The economy is faltering—improving—stagnating. The property-casualty market is getting softer—about to harden—staying the same. Sometimes the news about the future is too confusing. So stop trying to predict what you can’t control—and instead put your energy into developing a marketing plan that will help you prosper in any economy and market.
Assess your agency
Start by figuring out where you are and where you want to be. Evaluate your agency given the context of the recent economic climate. When analyzing future sales, don’t just pick a figure out of the blue. Look at past performance and anticipate what’s likely in the future so you can develop a realistic picture of sales volume for the next three to five years. Be careful not to show sales growing exponentially to impress potential buyers or lenders, because these predictions rarely come true.
Make cash flow part of your plan
Determine how much cash you can invest in marketing. Plan ahead so you can have a healthy cash flow that allows you to take advantage of emerging opportunities. Then, once you select various tactics, track the progress of each one so you can determine which are delivering the best returns, which need to be changed, and which should be scrapped entirely. Your plan should be easy to follow, broken down into specific sections. Some key steps:
1. Define your brand. Figure out what you can deliver compared with competitors such as independent agencies, direct writers and others. Consumers and businesses don’t always recognize differences among agencies and even among insurers, in some cases. So carefully define your brand by identifying what your agency offers that others don’t, citing differences in claim service, policies and other intangibles.
Keep abreast of the competition by reviewing their marketing materials and visiting their websites and social media pages. And ask your clients why they chose your agency and what they most like about working with you. With this key information, you can highlight what you bring to the table—which, at the same time, could be your competitors’ vulnerabilities.

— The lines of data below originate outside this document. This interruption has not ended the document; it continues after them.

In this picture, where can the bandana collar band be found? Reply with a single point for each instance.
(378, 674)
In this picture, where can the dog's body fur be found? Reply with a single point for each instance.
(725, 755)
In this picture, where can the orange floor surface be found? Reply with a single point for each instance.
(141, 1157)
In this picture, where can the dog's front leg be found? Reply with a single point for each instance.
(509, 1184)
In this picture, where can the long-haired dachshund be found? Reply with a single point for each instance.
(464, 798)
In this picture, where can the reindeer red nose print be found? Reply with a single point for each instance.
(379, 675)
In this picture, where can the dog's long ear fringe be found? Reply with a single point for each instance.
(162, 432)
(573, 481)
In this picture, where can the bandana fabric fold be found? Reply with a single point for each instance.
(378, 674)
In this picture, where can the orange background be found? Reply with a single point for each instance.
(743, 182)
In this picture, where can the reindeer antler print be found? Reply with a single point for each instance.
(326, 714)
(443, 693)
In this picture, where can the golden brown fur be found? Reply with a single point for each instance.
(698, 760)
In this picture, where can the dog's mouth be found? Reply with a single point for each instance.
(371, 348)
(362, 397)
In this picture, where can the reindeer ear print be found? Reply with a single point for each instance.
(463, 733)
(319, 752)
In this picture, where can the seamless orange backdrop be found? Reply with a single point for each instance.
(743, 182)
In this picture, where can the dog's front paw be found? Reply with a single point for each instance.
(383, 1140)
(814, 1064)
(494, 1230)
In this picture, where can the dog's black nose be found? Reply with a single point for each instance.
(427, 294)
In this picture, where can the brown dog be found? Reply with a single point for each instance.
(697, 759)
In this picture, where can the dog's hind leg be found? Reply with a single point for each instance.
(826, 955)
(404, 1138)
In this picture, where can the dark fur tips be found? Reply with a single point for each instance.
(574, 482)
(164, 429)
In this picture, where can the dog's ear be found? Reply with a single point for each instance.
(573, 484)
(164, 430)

2. Fine-tune your target customers. Determine exactly who you’re going after. Lucrative markets of the past may have soured, while others may be emerging and are now ideal to approach. Stay alert for changes in particular industries and consider how new demographics, generational differences and other factors could affect your marketing strategy.
3. Choose the right marketing mix. Don’t be so quick to dive into LinkedIn, Twitter, Facebook and other social media tools without a specific plan. Analyze how each marketing initiative will help attract or retain clients, and craft a marketing strategy suited to your business and your budget. You may want to start small by doing what has already worked well, such as print advertising, partnerships with local chamber and email blasts. Then you can gradually incorporate new tactics, which, based on your research, will most likely generate leads or achieve other goals.
4. Consider financing alternatives. Significant growth may require financing. And despite all the reports about tight credit for small businesses, you can secure loans at affordable rates if you’ve got a well-conceived marketing plan, solid financials and a strong track record. Find out about different lending sources, including non-traditional lenders that specialize in the insurance industry and understand the insurance agency model. Consider using a commercial lender with a proven track record in the insurance business and which recognizes the value of your greatest asset—anticipated commissions.
Growth doesn’t come easy in this “new” and seemingly forever tougher economy. But you can’t just talk about what you’ll do when the economy recovers or the market hardens. You need to do it now. The rewards are out there for those agencies that are committed to sustained growth and willing to take the steps to get there.